More than 50,000 people were killed in the bloodshed, although the fragile coalition government led by President Sylvestre Ntibantunganya has largely kept the peace since then.
Both the army and Hutu rebel groups have been blamed for inciting recent ethnic massacres which have brought the country to the edge of civil war. U.N. officials have blamed radio broadcasts and Hutu refugees from Rwanda for exacerbating the situation.
The United Nations had taken a cautious approach to the dispute until recent days, when a surge in killings led diplomats here conclude that the threat of a repeat of last year’s violence in Rwanda was very real. As many as one million people — mostly Tutsis and moderate Hutus — were killed in that violence which the United Nations appeared powerless to stop.

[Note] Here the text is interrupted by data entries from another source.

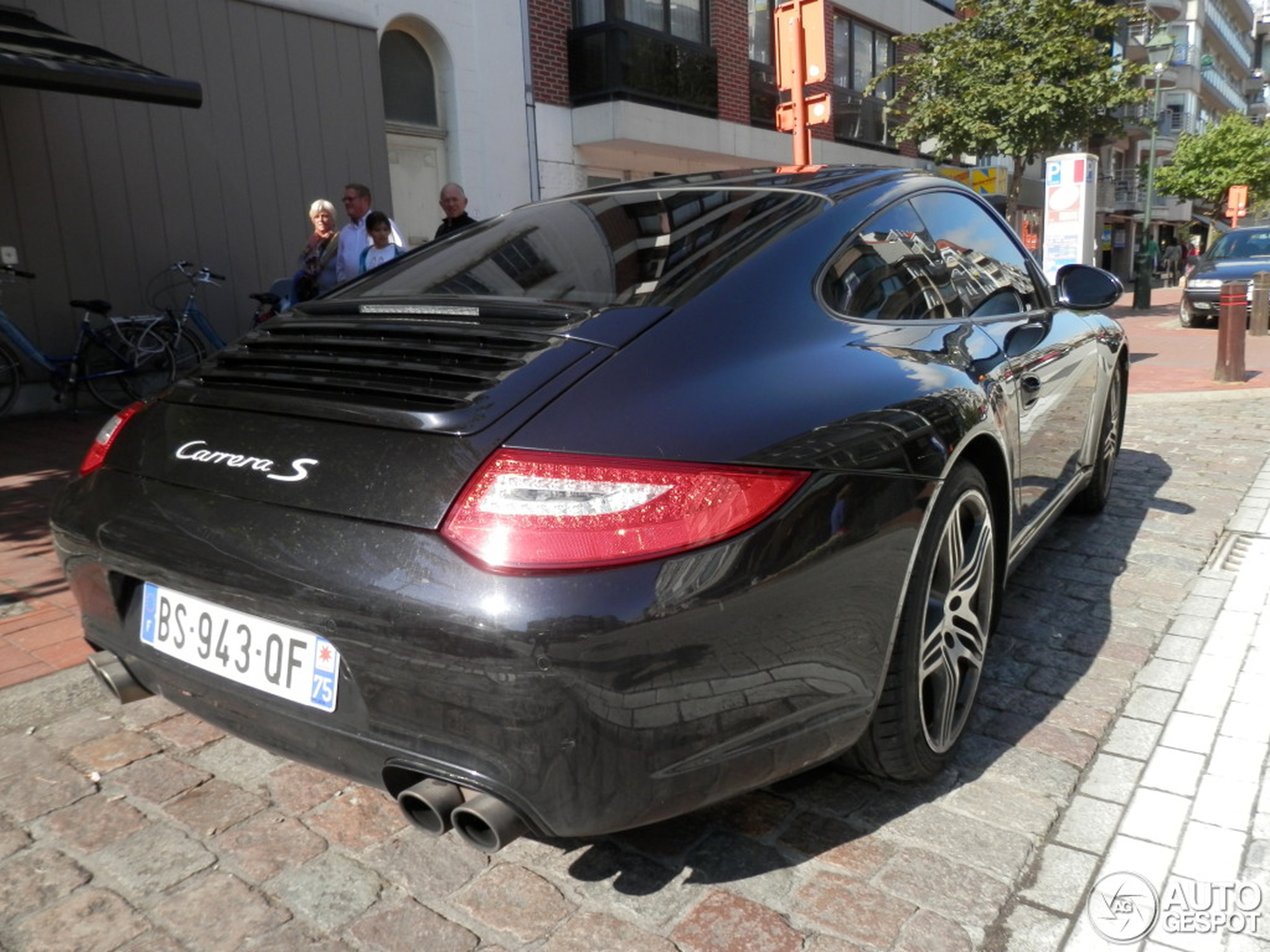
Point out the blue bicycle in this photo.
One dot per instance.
(187, 332)
(118, 365)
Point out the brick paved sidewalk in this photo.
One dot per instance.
(40, 630)
(142, 828)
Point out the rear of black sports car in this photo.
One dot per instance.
(570, 561)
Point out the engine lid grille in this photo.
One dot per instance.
(434, 370)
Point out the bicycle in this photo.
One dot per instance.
(117, 367)
(173, 328)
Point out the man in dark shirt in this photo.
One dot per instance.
(454, 203)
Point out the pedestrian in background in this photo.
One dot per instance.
(454, 203)
(316, 273)
(382, 250)
(354, 238)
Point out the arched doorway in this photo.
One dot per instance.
(416, 132)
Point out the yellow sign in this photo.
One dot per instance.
(988, 180)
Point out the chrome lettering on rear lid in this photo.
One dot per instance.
(196, 451)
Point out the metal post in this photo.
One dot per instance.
(802, 131)
(1142, 282)
(1259, 324)
(1232, 318)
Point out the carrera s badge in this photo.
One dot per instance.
(197, 451)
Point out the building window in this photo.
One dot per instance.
(680, 18)
(761, 29)
(522, 263)
(410, 80)
(860, 53)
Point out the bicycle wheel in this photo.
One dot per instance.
(117, 376)
(10, 379)
(148, 334)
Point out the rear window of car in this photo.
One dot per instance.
(1242, 244)
(634, 248)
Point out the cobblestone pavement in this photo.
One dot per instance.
(1122, 729)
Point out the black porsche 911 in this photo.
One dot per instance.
(614, 506)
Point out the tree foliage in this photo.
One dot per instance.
(1015, 78)
(1234, 151)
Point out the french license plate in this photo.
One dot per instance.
(281, 661)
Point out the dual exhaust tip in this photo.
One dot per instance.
(480, 821)
(118, 680)
(434, 807)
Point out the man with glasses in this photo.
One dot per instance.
(354, 238)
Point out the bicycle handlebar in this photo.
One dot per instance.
(204, 274)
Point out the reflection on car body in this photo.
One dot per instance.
(628, 502)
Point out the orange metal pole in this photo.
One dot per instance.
(802, 131)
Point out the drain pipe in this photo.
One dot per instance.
(116, 677)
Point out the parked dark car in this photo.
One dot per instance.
(614, 506)
(1236, 255)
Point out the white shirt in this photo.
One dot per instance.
(352, 240)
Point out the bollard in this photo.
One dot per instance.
(1232, 320)
(1259, 324)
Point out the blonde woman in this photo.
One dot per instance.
(316, 273)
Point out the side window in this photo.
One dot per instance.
(890, 271)
(986, 267)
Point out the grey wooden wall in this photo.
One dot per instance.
(98, 196)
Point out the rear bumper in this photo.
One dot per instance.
(590, 702)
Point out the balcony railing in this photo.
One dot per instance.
(859, 118)
(1126, 193)
(624, 61)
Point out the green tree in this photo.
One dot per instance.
(1015, 78)
(1234, 151)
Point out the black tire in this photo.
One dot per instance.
(942, 639)
(10, 379)
(1094, 498)
(130, 376)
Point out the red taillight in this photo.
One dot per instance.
(534, 511)
(96, 455)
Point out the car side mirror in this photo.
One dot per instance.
(1086, 288)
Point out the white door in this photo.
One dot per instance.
(417, 170)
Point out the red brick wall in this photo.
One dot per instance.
(730, 36)
(549, 52)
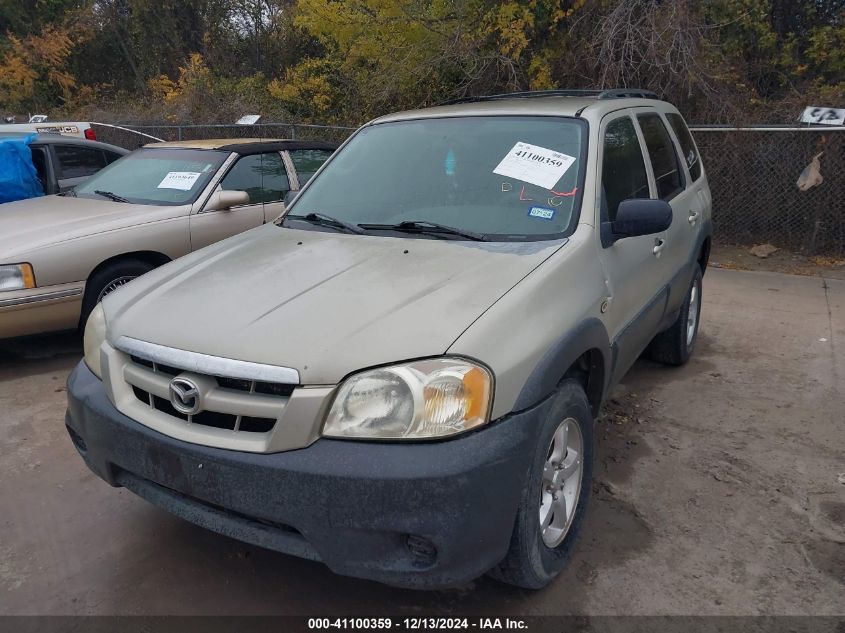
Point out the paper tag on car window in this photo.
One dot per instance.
(182, 180)
(535, 165)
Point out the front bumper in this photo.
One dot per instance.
(431, 515)
(37, 310)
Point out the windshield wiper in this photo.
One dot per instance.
(326, 220)
(110, 195)
(423, 226)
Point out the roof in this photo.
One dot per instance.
(49, 138)
(246, 145)
(540, 104)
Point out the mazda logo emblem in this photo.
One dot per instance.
(185, 396)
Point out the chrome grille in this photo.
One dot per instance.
(234, 404)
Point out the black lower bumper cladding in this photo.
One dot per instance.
(427, 515)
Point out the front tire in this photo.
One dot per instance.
(675, 345)
(107, 280)
(555, 498)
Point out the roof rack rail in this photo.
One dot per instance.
(627, 93)
(615, 93)
(524, 95)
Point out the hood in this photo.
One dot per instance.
(324, 303)
(31, 224)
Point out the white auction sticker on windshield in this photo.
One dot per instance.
(182, 180)
(535, 165)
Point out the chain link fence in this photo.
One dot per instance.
(752, 173)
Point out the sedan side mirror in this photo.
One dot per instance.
(637, 216)
(225, 200)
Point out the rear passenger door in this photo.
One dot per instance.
(671, 178)
(634, 273)
(263, 178)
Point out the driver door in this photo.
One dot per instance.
(633, 267)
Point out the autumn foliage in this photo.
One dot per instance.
(349, 60)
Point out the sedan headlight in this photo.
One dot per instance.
(16, 277)
(95, 334)
(418, 400)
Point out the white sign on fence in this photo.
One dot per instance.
(825, 116)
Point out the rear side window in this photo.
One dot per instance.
(664, 158)
(262, 176)
(623, 169)
(78, 162)
(307, 162)
(687, 145)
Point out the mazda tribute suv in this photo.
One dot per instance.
(399, 376)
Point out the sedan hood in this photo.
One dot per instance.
(31, 224)
(323, 303)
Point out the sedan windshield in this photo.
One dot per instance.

Monday’s Council approval of Boutros-Ghali’s proposal to send a few dozen U.N. guards to Burundi fails to make the U.N.’s course much clearer, however, given the divisions inside the Bujumbura government.
“We don’t have any numbers (of troops or guards); we don’t have any mandate; and we don’t have any idea yet of whom we are to protect,” said one British diplomat, who asked not to be identified.
Leonce Ngedakumana, the speaker of Burundi’s National Assembly, is similarly perplexed. All options must be discussed among the ruling parties before they can be applied, Ngedakumana, of FRODEBU, said. But he added a U.N. force could be helpful if it could disarm the parties.
“Ultimately, it is the people of Burundi who have it in their hands to prevent their country from falling into the abyss,” said U.S. Ambassador Madeleine Albright, who visited Burundi this month. “It is up to Burundians to ensure that Burundi does not commit national suicide.”